A simpler shell-command system under "experimental.hook":

{
  "experimental": {
    "hook": {
      "file_edited": {
        "*.ts": [{ "command": ["prettier", "--write"], "environment": {"NODE_ENV": "development"} }]
      },
      "session_completed": [{ "command": ["notify-send", "Done!"], "environment": {} }]
    }
  }
}

Only two events: file_edited (glob-matched) and session_completed. No session_start (requested in issue #12110).

Environment Variables

Core OpenCode sets these on child processes:

  • OPENCODE_SESSION_ID — current session identifier
  • OPENCODE_SESSION_TITLE — human-readable session name

The shell.env plugin hook allows injecting custom environment variables into all shell execution.

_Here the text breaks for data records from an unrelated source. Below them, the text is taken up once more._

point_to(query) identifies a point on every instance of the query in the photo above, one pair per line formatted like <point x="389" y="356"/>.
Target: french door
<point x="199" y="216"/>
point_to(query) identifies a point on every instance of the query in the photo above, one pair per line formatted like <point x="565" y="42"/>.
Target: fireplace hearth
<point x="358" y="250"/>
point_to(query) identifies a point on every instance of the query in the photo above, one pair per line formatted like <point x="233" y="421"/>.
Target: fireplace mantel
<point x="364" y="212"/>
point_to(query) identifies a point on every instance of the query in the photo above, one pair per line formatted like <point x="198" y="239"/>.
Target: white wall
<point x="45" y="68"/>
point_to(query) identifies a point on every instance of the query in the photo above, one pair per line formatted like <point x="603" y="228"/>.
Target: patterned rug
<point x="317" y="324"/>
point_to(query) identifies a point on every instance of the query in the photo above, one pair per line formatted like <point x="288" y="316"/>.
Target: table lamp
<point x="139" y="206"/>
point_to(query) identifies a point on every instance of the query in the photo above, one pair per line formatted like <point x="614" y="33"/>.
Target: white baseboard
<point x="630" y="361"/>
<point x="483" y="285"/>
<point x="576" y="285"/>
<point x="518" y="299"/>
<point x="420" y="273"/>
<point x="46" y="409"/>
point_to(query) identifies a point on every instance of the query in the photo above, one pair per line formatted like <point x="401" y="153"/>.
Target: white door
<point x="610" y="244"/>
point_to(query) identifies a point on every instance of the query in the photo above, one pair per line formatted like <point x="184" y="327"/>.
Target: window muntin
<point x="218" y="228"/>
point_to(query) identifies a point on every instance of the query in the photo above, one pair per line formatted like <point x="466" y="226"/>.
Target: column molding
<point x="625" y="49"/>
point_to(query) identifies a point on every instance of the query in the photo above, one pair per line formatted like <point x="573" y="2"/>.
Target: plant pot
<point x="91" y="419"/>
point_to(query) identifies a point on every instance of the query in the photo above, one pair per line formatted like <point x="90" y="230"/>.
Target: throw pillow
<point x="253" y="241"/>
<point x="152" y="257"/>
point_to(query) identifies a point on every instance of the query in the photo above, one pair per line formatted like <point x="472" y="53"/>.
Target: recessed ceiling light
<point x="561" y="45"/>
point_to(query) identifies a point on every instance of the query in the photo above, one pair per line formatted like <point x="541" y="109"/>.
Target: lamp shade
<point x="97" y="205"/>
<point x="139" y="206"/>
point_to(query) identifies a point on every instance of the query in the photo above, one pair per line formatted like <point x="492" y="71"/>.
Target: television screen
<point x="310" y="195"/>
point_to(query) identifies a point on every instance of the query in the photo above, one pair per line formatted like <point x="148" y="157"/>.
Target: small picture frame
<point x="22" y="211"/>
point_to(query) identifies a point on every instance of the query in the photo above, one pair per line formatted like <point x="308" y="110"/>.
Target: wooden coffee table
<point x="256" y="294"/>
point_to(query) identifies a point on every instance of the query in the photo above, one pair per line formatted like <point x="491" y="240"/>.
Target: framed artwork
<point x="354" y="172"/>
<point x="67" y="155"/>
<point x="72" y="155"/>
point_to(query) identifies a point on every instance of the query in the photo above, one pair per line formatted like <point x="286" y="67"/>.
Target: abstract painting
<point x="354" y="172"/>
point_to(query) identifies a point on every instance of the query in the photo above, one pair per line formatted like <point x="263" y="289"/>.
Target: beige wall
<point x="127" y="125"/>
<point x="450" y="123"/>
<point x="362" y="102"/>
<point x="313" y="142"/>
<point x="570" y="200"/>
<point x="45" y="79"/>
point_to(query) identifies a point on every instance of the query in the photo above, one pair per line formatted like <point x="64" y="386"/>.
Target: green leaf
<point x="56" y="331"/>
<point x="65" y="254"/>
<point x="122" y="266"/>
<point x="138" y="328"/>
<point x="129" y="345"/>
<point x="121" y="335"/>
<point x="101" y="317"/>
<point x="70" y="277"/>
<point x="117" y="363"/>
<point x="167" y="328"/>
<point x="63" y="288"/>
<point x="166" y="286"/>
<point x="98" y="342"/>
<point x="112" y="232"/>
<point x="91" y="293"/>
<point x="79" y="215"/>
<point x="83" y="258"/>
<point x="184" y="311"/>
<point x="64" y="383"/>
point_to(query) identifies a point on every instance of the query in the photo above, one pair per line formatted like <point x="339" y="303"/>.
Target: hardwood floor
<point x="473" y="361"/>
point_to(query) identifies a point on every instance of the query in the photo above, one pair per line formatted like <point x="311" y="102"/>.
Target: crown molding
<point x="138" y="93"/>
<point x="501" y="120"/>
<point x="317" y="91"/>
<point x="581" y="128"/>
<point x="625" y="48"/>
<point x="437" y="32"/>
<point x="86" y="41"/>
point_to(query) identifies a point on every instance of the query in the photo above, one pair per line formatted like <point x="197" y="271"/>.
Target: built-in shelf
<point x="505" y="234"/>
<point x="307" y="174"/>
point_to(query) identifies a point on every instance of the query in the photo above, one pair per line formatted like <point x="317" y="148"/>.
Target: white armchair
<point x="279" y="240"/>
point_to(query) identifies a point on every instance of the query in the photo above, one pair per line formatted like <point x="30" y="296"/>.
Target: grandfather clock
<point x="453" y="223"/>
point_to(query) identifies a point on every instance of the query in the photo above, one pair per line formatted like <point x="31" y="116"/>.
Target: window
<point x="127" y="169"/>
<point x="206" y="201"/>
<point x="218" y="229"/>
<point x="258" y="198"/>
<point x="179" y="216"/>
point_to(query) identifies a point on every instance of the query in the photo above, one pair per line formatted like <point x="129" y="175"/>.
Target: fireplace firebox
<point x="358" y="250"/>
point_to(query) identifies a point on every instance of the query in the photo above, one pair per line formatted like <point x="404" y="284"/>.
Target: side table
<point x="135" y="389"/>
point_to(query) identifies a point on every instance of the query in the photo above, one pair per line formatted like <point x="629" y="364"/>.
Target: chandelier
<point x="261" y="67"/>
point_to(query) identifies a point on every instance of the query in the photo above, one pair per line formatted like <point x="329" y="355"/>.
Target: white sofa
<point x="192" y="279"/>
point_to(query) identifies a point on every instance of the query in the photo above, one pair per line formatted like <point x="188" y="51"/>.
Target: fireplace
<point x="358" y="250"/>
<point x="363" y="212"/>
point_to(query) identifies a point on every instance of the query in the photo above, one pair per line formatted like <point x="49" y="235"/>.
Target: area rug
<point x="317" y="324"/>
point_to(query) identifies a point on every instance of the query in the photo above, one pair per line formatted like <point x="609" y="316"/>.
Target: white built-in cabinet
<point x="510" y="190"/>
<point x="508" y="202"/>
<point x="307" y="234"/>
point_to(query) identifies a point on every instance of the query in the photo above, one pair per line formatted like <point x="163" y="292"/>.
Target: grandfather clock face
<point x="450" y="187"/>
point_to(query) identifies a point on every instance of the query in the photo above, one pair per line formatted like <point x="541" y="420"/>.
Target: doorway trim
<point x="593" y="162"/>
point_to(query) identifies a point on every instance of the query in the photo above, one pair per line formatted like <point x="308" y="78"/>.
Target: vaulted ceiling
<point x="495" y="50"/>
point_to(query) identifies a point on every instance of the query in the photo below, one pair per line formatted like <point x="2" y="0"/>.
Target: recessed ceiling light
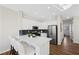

Configuration-related env vars (not hook-specific): OPENCODE_CONFIG, OPENCODE_CONFIG_DIR, OPENCODE_MODEL.

Custom Instructions

ScopePath
ProjectAGENTS.md at project root
Global~/.config/opencode/AGENTS.md
Legacy compatCLAUDE.md (project), ~/.claude/CLAUDE.md (global)
Config-based"instructions" array in opencode.json (file paths and globs)

Priority: local AGENTS.md > local CLAUDE.md > global ~/.config/opencode/AGENTS.md > global ~/.claude/CLAUDE.md.

Skills

ScopePath
Project.opencode/skills/, .claude/skills/, .agents/skills/
Global~/.config/opencode/skills/, ~/.claude/skills/, ~/.agents/skills/

OpenCode walks up from CWD to the git worktree root, loading matching skill definitions. Skills use SKILL.md with YAML frontmatter (name, description) and are loaded on-demand via the native skill tool.

Additional Events (Plugin System)

The full event list includes: session.created, session.idle, session.compacted, message.updated, file.edited, file.watcher.updated, permission.asked, permission.replied, tool.execute.before, tool.execute.after, shell.env, tui.prompt.append, tui.command.execute, and others (~30 total). The message.updated event (filtered by role === "user") is the closest equivalent to a user-prompt-submit hook. The session.created event is the session-start equivalent.

MCP Server Registration

In addition to hooks, symposium registers itself as an MCP server in the agent’s config file. This provides an alternative integration path alongside the hook-based approach.

Configuration structure

The MCP server entry is added under mcp in the JSON config:

{
  "mcp": {
    "symposium": {
      "command": "/path/to/cargo-agents",
      "args": ["mcp"]
    }
  }
}
  • Project-level: opencode.json
  • User-level: ~/.config/opencode/opencode.json

Registration is idempotent — if the entry already exists with the correct values, no changes are made. If the entry exists but has stale values (e.g. the binary moved), it is updated in place.